In an interview with Newsday Tobago on December 27, Ramsey-Moore told Newsday Tobago that steel bands would be asked to help in raising funds to assist with their players’ expenses.
“I cannot, at this time, make any promise on players’ remittances for 2019 and 2020.We know that the players are a bit disappointed, but we definitely cannot afford it because we’ve seen where we’ve moved from budgets of $30 million to $20 million.
“So, we are asking bands to do whatever is necessary to raise revenues to assist in meeting the expenses for their players,” she said.
Salisha James, Chairman of Pan Trinbago’s Tobago Region, is optimistic that the pannists would come out to play and competitions would come off, even as she felt a lot of bands would have difficulty in find people to play for free.
In an interview with Newsday Tobago last week Wednesday, she said players should be remunerated for their “hard work, sleepless nights and dedication to the national instrument.”
“As a player myself, I understand the plight of the pan man.
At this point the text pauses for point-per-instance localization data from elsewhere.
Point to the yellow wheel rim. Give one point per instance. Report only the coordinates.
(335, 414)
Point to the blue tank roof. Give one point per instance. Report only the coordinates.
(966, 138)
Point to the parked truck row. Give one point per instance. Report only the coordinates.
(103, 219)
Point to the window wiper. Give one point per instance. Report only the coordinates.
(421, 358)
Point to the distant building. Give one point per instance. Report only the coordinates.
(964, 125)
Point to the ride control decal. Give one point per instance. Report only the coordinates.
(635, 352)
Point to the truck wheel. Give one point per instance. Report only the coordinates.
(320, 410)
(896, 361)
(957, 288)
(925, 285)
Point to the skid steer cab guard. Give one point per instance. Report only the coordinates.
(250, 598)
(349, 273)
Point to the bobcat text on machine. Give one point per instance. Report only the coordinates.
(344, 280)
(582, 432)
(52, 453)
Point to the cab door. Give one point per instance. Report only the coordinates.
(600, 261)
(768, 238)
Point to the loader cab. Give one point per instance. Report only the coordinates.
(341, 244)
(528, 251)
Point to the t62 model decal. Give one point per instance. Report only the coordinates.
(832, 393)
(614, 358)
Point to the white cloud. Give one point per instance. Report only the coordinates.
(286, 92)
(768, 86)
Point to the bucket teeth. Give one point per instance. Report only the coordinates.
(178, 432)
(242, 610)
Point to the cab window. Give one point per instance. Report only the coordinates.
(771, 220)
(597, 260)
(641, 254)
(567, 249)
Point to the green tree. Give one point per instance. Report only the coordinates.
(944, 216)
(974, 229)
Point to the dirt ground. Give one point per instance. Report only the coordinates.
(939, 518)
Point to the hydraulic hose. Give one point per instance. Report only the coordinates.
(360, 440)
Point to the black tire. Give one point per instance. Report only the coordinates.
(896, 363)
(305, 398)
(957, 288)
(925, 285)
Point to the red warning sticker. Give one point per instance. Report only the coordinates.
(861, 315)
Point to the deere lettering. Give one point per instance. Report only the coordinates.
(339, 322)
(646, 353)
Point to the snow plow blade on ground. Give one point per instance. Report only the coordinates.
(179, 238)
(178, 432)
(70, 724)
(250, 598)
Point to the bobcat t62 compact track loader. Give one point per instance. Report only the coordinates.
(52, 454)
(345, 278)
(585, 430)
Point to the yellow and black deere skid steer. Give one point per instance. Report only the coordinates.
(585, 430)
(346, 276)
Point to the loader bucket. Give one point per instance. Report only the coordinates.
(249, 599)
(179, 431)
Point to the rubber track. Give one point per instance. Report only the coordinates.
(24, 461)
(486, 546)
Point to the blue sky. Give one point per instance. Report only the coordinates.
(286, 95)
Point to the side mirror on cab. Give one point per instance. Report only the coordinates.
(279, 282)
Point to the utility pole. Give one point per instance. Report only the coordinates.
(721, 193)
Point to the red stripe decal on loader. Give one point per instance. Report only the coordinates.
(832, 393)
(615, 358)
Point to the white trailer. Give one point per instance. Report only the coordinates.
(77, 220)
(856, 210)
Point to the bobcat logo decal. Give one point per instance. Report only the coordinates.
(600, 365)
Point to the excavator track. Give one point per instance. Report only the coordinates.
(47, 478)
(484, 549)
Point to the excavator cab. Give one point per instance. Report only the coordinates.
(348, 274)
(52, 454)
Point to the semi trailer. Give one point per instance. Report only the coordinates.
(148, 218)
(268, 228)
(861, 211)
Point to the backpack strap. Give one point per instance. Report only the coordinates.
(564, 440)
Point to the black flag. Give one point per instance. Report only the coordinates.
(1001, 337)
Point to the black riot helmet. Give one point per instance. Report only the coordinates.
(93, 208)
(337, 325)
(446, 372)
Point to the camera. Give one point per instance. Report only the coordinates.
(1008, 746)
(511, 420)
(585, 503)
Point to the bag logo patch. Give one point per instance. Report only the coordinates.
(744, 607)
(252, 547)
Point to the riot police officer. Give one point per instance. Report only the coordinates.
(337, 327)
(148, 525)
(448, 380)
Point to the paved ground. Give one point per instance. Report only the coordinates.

Players are the ones feeling the brunt of mismanagement of resources of the past PanTrinbago executive.
“The reality is without players there is no panorama, bands will have instruments with no players. Players are feeling disrespected and this needs to be rectified. Even though we understand the reasoning for non-payment, it is the small, single and unsponsored bands that will suffer greatly from a decision like this. These bands are most vulnerable because there are still in development stages,” James said.
“…but this is mostly based on how the management of bands deal with the current situation. It is popular belief that we; the players perform for the money but it’s for the love the instrument. $500 cannot in anyway compensate panmen for the work that goes into preparing for this event,” she added.
James, manager of Scarborough-based Uptown Fascinators Steel Orchestra said her players have been in the pan yard since October 2018 preparing for the upcoming Panorama preliminaries, “long before we knew if we will receive prizes or players remittances. My players perform for love of band and instrument.”